When I look back to my days over a year ago I see a totally different life. I was pouring myself into youth and yearning to have God change my life in amazing ways. These days I find myself plugging away at work and occasionally giving a hand at church. I wonder, have I lost site of what’s most important? Have my own desires of a wife caused me to forget what God has really called us all here to do? Tonight at our Family Life Ministries gathering we were challenged spiritually so that we could be the leaders God had called us to be. I was even honored for my service at Daybreak. I felt like there were so many others more worth to be honored than me. So many others there were pouring there lives into other people, all I was doing playing with a sound board.
I think a lot of my struggle is seeing this new chapter coming in my life and I have no idea what I’m doing.
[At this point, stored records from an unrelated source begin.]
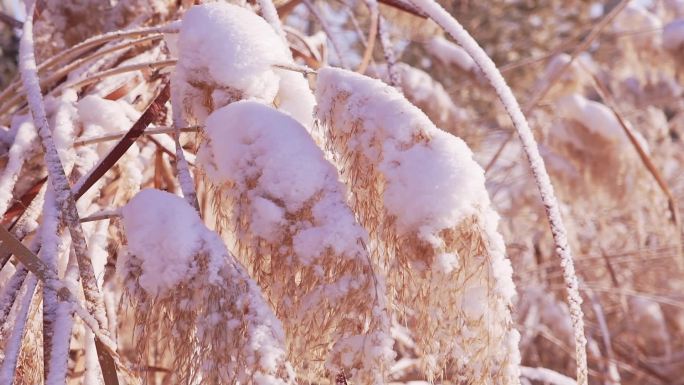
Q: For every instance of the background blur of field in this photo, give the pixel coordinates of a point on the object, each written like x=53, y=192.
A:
x=610, y=125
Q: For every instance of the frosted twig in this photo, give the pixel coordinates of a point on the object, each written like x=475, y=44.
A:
x=372, y=32
x=101, y=215
x=388, y=50
x=463, y=38
x=13, y=347
x=539, y=94
x=64, y=198
x=185, y=180
x=329, y=33
x=65, y=70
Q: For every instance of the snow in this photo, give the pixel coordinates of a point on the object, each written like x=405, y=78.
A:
x=24, y=137
x=598, y=118
x=453, y=178
x=164, y=235
x=232, y=51
x=673, y=35
x=272, y=156
x=178, y=256
x=449, y=53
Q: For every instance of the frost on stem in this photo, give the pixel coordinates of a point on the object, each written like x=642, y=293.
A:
x=189, y=293
x=227, y=53
x=419, y=191
x=274, y=188
x=529, y=144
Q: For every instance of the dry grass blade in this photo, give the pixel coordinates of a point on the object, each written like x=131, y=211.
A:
x=152, y=113
x=646, y=160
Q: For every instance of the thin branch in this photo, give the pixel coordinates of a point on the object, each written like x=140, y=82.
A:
x=9, y=20
x=152, y=113
x=65, y=200
x=505, y=94
x=372, y=34
x=329, y=33
x=120, y=70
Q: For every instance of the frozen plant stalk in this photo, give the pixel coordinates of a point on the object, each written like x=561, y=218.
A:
x=190, y=293
x=274, y=188
x=420, y=193
x=496, y=79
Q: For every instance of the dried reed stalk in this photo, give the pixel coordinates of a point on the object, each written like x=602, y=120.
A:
x=451, y=279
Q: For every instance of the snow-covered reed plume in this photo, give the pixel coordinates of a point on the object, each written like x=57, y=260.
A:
x=228, y=53
x=529, y=145
x=275, y=191
x=193, y=296
x=423, y=198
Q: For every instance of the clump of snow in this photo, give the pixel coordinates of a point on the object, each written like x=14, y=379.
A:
x=287, y=203
x=229, y=52
x=272, y=157
x=596, y=117
x=403, y=141
x=192, y=290
x=450, y=53
x=99, y=117
x=636, y=18
x=673, y=35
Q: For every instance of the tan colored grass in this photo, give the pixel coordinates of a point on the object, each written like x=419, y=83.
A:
x=460, y=319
In my heart I want nothing more than to serve God and give Him all that I have. As I begin my new life with Vanessa I have a hard time seeing how that will take shape. I want to be the kind of Godly husband that I’m called to be. I want to take care of Vanessa and be the kind of spiritual leader she deserves. I know that once I come before God with Vanessa and make the life commitment to her that I am called to put her first in my life only next to God. I am to love her as Christ loves the church. All other relationships in my life will second to my wife. I think what I have a hard time with is that I’ve only ever had to worry about myself, and I didn’t worry too much about that, and I would always put myself aside for others. I now see that I must work at not letting my desire to serve others come before serving my wife. This is a big change for me, and I ask God to work in me to live that way.
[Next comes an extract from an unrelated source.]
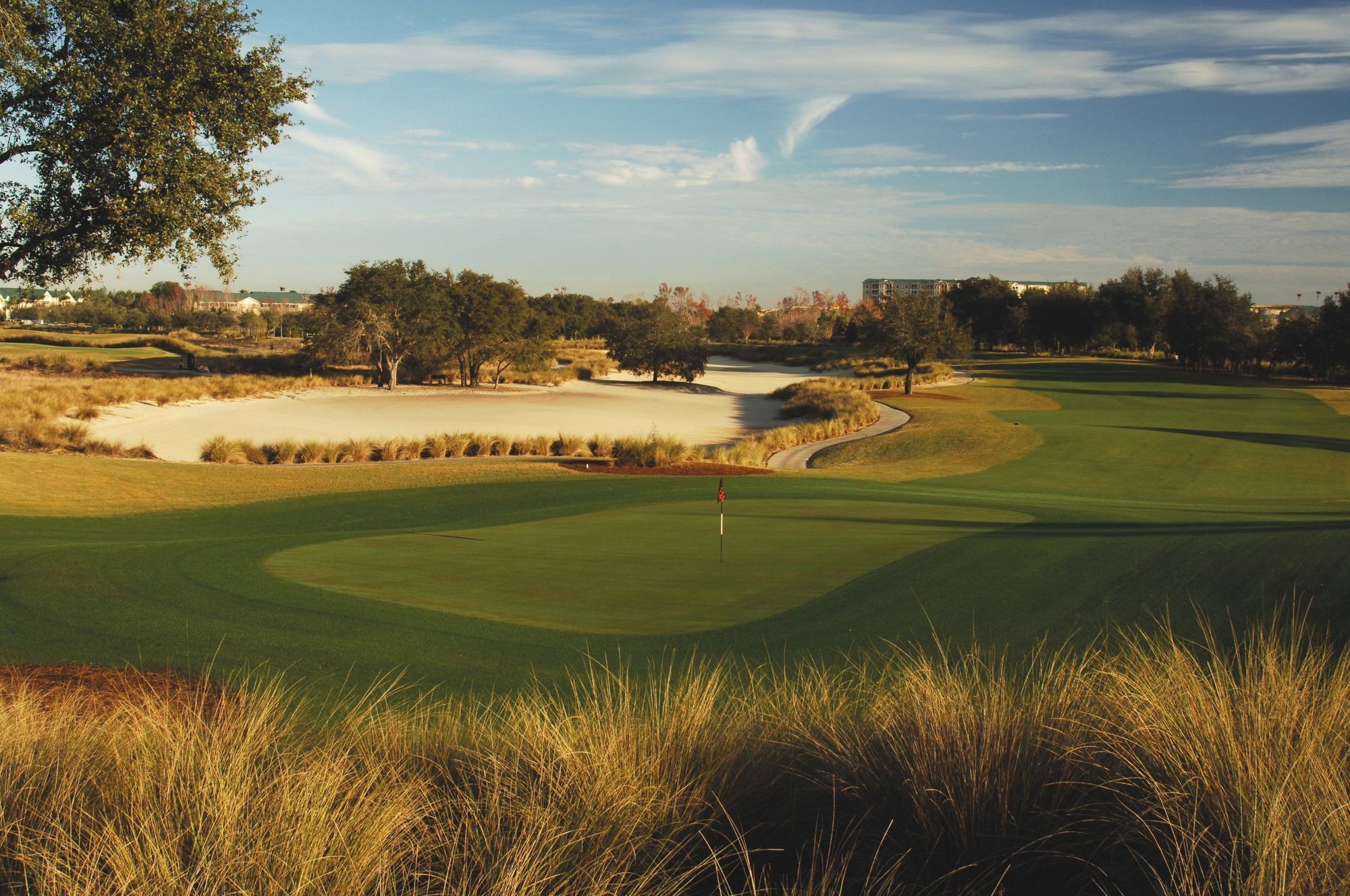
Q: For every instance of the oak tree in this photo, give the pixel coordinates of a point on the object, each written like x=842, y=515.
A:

I think that I have, however, been challenged to return to the Life Shapes. I really desire to keep the balance in my life. I think of the triangle “Up-In-Out” and keeping the relationship I have with God, fellow believers, and the rest of the world in balance and not letting any of those suffer. I want to be actively recognizing the kairos moments in my life and learning from them. I see a great challenge before me, one that I must rely on God for, that is the next chapter in my life. I see myself on a great adventure and I can’t help but me amazed, and terrified, overwhelmed, yet at peace, and all because I know that at the center of it all is God’s hand.
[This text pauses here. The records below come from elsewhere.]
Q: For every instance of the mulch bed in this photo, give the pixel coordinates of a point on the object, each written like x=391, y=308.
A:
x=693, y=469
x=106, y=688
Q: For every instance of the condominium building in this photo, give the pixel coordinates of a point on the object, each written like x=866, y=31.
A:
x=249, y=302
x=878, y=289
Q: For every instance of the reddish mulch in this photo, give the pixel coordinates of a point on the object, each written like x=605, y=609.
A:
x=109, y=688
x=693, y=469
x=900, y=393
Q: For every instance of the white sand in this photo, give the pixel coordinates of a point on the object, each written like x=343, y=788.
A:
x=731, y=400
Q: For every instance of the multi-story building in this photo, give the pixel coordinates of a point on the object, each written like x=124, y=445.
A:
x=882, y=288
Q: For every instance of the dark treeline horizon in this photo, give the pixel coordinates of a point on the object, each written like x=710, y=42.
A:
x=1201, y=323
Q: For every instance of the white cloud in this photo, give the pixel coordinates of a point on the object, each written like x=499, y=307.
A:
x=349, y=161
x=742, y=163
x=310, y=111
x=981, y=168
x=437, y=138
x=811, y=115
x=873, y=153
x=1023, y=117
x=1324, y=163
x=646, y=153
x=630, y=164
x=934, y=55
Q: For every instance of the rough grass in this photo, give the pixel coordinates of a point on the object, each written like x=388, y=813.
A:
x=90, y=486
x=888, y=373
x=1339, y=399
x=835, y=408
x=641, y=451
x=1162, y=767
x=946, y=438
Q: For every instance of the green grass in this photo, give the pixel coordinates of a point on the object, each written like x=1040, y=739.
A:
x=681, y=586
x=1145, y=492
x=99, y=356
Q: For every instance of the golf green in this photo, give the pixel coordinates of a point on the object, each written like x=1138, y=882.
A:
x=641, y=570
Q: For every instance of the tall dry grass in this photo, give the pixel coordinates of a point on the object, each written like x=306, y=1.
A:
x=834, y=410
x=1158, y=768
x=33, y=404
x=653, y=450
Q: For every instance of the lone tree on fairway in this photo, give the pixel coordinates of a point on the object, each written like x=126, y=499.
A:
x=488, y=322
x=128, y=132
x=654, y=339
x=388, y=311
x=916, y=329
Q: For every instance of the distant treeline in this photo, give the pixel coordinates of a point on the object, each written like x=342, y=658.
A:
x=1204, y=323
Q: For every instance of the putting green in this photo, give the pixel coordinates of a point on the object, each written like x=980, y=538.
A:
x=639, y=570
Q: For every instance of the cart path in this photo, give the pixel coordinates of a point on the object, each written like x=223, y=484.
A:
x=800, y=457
Well, of course, once again this “short” post turned into an hour long session. This sounds a little bit like old times. This week is going to continue to be crazy, but perhaps I still might have a chance to post some more. Things seem to be coming together well before the big day on March 24th. There are so many out there that I wish could have joined me for this very special day, but I know that you all are supporting us in so many ways. You can be sure that I’ll be looking to post photos and notes from the events to come. I can’t wait to heard those words Mr. and Mrs. Nolte, and they won’t be about my parents! I can’t wait to spend an amazing week enjoy God’s creation and time alone with my wife (and love of my life)! Alright, I better quite so I can get to bed. I’ve rambled on enough this even. I close this with two requests. I’d like to ask for your continued prayers for Vanessa and I as we begin our new life together. We know that our marriage can’t be what it’s suppose to be with God at it’s center. The second thing I’d like prayer for is for me. Pray that I might continue to have eyes to see God’s calling and challenges for my life, and that I have the faith to follow Him in each of those things. Ok…signing off.